TEACHER TRAINING NEEDS FOR INCLUSIVE PEDAGOGY IN PAKISTAN AND COMPARABLE DEVELOPING CONTEXTS: A SYSTEMATIC NARRATIVE REVIEW OF PREPAREDNESS, BARRIERS, AND CAPACITY-BUILDING PRIORITIES
DOI:
https://doi.org/10.63878/qrjs1057Abstract
Inclusive education is currently a policy priority across the globe, but teacher preparedness is still in its infancy in many low-middle income countries such as Pakistan. While the Constitution and policy have committed to inclusion, implementation is hindered by limited teacher training, institutional barriers, the rigidity of the curriculum, and poor capacity-building systems in Pakistan. This systematic narrative review aims to present a synthesis of evidence regarding teacher training needs, barriers to inclusive pedagogy, preparedness of teachers for inclusive education, and frameworks of teacher capacity building in the context of Pakistan and similar developing contexts.

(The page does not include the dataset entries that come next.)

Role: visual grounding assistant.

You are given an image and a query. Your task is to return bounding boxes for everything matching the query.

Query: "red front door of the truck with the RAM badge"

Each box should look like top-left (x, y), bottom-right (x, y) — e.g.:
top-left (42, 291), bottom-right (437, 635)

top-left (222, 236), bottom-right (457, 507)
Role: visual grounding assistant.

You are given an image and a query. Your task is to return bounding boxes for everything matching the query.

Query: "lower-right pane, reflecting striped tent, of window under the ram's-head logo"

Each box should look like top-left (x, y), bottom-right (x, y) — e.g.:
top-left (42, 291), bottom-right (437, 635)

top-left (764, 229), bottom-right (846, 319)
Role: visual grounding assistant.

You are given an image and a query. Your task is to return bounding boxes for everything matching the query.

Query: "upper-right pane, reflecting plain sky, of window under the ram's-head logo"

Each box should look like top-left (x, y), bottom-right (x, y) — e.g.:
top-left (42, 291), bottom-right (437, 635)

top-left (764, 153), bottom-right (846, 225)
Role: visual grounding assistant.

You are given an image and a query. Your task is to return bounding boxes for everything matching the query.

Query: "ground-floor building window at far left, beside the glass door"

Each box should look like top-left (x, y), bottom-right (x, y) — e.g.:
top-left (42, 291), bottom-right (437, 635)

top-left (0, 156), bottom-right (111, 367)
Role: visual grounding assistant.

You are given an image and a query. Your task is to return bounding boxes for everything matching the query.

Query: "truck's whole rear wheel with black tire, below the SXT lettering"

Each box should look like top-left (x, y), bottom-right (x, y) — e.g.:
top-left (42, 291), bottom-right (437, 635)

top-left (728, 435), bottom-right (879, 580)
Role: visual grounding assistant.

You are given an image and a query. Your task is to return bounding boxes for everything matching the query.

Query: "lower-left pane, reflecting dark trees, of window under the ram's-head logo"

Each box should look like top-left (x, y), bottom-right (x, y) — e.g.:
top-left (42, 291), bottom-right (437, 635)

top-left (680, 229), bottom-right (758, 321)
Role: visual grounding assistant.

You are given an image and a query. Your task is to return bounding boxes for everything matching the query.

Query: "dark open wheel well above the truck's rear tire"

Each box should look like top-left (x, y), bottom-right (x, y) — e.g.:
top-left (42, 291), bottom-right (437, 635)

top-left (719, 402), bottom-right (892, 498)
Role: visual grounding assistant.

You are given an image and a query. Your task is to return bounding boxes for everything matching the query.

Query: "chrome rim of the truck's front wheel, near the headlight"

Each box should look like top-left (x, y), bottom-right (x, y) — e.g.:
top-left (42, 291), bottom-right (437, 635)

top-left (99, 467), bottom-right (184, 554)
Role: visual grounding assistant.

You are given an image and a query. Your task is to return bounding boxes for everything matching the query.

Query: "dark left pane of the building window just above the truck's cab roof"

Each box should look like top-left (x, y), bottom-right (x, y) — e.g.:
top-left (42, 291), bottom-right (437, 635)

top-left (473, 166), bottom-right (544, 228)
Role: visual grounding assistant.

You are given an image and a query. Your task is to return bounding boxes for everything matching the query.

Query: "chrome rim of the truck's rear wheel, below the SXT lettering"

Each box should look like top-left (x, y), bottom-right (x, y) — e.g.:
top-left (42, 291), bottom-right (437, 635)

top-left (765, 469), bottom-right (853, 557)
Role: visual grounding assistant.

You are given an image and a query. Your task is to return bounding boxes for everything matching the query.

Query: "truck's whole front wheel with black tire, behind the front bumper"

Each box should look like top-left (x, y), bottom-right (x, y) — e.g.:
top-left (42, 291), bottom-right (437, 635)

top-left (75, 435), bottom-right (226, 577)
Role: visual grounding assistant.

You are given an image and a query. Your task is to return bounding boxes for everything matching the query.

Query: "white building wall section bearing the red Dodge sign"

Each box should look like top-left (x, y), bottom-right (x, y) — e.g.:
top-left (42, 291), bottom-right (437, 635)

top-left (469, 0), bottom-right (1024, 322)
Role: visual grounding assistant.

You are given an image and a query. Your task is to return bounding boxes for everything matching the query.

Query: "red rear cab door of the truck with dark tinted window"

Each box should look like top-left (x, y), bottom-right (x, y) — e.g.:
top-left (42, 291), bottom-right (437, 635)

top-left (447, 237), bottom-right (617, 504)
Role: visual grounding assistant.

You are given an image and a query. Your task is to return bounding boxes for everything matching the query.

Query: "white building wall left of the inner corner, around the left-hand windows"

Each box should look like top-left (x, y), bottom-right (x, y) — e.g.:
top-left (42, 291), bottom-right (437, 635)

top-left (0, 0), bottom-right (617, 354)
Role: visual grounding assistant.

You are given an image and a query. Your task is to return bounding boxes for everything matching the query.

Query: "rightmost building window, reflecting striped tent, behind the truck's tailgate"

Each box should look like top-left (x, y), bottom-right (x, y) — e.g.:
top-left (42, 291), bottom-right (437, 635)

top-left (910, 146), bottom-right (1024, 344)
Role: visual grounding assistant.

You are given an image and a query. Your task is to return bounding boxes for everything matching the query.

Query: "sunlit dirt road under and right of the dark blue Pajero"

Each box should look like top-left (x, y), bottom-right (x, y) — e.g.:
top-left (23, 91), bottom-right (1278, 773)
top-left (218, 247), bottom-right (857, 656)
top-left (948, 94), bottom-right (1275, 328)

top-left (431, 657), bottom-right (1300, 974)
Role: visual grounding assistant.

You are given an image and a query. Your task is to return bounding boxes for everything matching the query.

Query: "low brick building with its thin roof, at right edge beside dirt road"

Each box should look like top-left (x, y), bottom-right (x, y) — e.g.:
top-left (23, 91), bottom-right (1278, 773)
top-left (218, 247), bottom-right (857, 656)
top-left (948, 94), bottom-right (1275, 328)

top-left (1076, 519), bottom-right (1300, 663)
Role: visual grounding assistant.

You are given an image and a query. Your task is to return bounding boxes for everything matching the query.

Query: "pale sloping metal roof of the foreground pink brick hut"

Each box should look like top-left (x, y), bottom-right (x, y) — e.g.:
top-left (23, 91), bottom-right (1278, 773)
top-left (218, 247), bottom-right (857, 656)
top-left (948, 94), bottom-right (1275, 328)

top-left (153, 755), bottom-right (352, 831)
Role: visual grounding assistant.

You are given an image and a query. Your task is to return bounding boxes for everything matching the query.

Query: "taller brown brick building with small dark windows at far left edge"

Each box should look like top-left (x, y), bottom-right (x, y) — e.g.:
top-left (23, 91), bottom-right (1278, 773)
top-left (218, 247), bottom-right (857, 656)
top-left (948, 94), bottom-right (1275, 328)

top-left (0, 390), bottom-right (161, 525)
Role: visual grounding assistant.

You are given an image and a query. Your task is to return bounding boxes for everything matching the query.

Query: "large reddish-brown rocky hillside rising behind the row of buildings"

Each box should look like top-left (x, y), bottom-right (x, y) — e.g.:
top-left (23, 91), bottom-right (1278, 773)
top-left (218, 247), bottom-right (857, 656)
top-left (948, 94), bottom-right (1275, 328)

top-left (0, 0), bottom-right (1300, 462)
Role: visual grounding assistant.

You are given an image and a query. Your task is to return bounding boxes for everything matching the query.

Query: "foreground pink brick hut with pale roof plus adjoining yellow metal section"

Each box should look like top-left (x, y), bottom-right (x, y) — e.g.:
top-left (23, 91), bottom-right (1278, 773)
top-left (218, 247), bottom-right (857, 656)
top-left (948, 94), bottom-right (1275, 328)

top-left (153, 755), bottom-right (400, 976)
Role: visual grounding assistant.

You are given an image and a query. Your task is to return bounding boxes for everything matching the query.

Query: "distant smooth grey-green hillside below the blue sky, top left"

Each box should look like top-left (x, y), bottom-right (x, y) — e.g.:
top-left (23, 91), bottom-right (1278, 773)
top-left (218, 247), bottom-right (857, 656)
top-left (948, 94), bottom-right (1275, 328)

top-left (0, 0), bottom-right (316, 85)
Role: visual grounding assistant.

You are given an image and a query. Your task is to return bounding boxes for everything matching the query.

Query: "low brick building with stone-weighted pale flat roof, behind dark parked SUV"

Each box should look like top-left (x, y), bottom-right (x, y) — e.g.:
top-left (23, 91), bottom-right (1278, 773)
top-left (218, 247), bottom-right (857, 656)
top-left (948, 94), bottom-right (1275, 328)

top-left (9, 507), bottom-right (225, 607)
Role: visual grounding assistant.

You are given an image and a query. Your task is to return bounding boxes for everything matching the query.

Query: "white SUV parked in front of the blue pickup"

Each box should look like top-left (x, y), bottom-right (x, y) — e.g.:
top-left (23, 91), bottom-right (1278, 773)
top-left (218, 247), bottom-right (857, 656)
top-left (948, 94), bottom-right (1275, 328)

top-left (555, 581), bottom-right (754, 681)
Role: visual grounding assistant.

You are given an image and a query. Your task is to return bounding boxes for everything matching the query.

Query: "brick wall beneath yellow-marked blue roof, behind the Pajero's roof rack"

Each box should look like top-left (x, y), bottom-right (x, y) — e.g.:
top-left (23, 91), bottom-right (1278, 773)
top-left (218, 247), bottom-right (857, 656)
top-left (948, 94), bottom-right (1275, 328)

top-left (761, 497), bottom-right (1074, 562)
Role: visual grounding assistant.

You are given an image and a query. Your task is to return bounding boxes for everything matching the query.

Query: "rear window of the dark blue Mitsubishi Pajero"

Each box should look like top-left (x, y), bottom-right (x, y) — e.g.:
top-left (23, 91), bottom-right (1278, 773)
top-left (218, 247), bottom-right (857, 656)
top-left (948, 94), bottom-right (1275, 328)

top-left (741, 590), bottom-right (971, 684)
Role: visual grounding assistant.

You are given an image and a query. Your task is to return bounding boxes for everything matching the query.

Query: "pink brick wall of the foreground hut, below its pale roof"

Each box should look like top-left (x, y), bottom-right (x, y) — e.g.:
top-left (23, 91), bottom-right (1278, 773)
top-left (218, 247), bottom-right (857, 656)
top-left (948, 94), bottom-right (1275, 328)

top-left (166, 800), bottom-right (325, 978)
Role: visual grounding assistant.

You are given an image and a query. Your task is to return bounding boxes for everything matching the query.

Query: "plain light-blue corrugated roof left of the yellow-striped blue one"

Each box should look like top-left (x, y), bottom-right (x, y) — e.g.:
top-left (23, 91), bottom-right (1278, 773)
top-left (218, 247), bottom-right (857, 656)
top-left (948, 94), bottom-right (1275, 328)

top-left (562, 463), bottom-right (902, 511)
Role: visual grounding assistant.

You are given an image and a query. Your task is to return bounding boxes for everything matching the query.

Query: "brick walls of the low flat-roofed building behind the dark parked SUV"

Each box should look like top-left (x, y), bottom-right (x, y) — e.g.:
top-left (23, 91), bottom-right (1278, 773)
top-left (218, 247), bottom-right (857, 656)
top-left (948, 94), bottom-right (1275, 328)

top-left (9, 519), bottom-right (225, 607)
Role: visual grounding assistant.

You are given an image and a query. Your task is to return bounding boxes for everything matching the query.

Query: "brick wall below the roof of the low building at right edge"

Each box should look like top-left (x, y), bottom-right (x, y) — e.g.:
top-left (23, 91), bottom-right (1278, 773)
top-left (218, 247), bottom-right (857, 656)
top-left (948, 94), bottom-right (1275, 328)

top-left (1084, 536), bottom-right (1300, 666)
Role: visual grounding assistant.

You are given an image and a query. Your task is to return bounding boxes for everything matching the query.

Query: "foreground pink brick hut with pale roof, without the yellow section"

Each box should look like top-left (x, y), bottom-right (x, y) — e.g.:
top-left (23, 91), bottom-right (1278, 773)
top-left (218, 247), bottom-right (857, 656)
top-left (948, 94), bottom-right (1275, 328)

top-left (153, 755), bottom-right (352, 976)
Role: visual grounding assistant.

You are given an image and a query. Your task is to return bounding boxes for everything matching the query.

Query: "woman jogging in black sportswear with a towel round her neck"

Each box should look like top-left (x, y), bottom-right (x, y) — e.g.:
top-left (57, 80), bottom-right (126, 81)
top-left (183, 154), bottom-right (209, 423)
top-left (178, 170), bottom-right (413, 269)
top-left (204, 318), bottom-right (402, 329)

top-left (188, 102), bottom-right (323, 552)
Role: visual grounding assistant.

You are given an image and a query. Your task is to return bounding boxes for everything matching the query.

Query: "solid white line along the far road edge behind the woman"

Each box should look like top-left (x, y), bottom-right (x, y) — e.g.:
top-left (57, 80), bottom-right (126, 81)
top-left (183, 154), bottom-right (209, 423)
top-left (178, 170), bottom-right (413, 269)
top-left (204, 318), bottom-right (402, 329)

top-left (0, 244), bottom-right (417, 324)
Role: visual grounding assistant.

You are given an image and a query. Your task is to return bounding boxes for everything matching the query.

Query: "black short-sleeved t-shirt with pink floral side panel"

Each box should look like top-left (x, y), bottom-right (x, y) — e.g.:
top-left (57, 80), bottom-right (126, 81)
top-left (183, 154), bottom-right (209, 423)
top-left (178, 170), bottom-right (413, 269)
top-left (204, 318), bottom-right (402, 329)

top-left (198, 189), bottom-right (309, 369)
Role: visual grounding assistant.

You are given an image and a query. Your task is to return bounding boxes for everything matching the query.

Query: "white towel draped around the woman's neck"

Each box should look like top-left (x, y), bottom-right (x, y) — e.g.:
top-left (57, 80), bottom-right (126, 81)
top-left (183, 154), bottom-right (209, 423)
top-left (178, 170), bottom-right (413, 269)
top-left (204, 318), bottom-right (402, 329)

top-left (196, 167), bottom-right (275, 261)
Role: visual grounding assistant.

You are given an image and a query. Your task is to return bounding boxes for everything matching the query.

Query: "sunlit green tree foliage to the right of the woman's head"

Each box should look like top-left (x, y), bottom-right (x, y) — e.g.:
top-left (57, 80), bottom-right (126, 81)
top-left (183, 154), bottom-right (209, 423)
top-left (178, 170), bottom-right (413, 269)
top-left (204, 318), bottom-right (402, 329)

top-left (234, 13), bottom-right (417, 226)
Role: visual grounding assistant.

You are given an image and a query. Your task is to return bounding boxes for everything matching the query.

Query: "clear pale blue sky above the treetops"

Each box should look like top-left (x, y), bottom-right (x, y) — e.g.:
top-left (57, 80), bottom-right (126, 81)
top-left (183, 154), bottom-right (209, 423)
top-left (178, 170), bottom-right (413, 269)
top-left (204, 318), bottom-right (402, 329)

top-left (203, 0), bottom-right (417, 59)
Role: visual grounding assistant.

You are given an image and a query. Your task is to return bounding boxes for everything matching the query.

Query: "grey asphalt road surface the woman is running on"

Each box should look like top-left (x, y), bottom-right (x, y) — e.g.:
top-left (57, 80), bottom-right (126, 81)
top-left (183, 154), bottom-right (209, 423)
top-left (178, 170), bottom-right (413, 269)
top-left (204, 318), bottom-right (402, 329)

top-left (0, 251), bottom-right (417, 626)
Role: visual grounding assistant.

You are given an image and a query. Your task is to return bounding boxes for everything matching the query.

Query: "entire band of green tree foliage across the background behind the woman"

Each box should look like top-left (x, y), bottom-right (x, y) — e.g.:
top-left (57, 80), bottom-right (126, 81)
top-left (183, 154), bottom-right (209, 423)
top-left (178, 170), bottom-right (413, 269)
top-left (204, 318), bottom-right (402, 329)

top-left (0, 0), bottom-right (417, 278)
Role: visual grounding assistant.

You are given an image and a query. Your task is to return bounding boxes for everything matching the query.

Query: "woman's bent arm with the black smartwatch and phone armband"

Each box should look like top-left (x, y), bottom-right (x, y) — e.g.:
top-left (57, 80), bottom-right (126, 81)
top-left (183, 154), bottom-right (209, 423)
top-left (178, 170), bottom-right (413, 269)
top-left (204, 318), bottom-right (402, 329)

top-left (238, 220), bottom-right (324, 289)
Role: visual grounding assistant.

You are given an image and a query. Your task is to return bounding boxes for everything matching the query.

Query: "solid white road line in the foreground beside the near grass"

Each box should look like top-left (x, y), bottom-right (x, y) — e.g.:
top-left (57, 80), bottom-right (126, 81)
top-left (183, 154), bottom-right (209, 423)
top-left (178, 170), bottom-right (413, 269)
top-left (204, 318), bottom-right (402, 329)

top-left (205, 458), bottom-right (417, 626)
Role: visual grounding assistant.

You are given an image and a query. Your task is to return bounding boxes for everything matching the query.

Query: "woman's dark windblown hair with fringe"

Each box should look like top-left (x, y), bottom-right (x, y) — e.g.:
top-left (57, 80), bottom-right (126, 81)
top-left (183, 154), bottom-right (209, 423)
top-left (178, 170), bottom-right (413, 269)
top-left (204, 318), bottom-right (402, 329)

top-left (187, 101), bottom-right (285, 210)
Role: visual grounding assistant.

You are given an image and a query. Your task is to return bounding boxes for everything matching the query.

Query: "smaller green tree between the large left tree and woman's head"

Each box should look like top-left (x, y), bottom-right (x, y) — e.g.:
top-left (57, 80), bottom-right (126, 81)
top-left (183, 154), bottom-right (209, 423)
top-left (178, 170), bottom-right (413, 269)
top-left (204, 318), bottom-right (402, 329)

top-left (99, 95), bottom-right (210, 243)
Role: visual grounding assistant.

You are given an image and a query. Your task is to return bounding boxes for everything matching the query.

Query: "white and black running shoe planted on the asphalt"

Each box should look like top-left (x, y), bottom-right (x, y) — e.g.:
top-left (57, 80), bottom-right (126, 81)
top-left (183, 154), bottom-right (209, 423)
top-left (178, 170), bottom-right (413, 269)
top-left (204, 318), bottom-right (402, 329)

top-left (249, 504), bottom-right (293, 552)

A systematic narrative review approach was adopted. Studies were found using PubMed, OpenAlex, Semantic Scholar, Google Scholar, and journal databases. The sources included in the present study referred to teacher training, professional development, inclusive education, Universal Design for Learning, differentiated instruction, teacher self-efficacy, assistive technology, or institutional barriers. Relevance, methodological clarity, and context were evaluated in the assessment of evidence. Given the heterogeneity in study designs, levels of education, and country contexts, narrative synthesis was used. The findings suggest that there are ongoing challenges for teachers in applying inclusive pedagogy across 22 evidence sources included. Differentiated instruction, Universal Design for Learning, classroom management for diverse learners, assistive technology use, collaborative teaching, and inclusive assessment were identified as key training needs. Teacher self-efficacy proved to be a significant factor affecting implementation. Limited resources, inflexible curricula, inadequate professional development, lack of leadership support, and policy-practice disconnect were identified as institutional barriers. The challenges of inclusive pedagogy in Pakistan call for a change from policy commitment to symbolic to teacher development that is professionally supported, institutionally embedded, and equity-centered. Key actions are continuing in-service training, UDL integration, collaborative teaching models, assistive technology support, and coordinated capacity-building frameworks.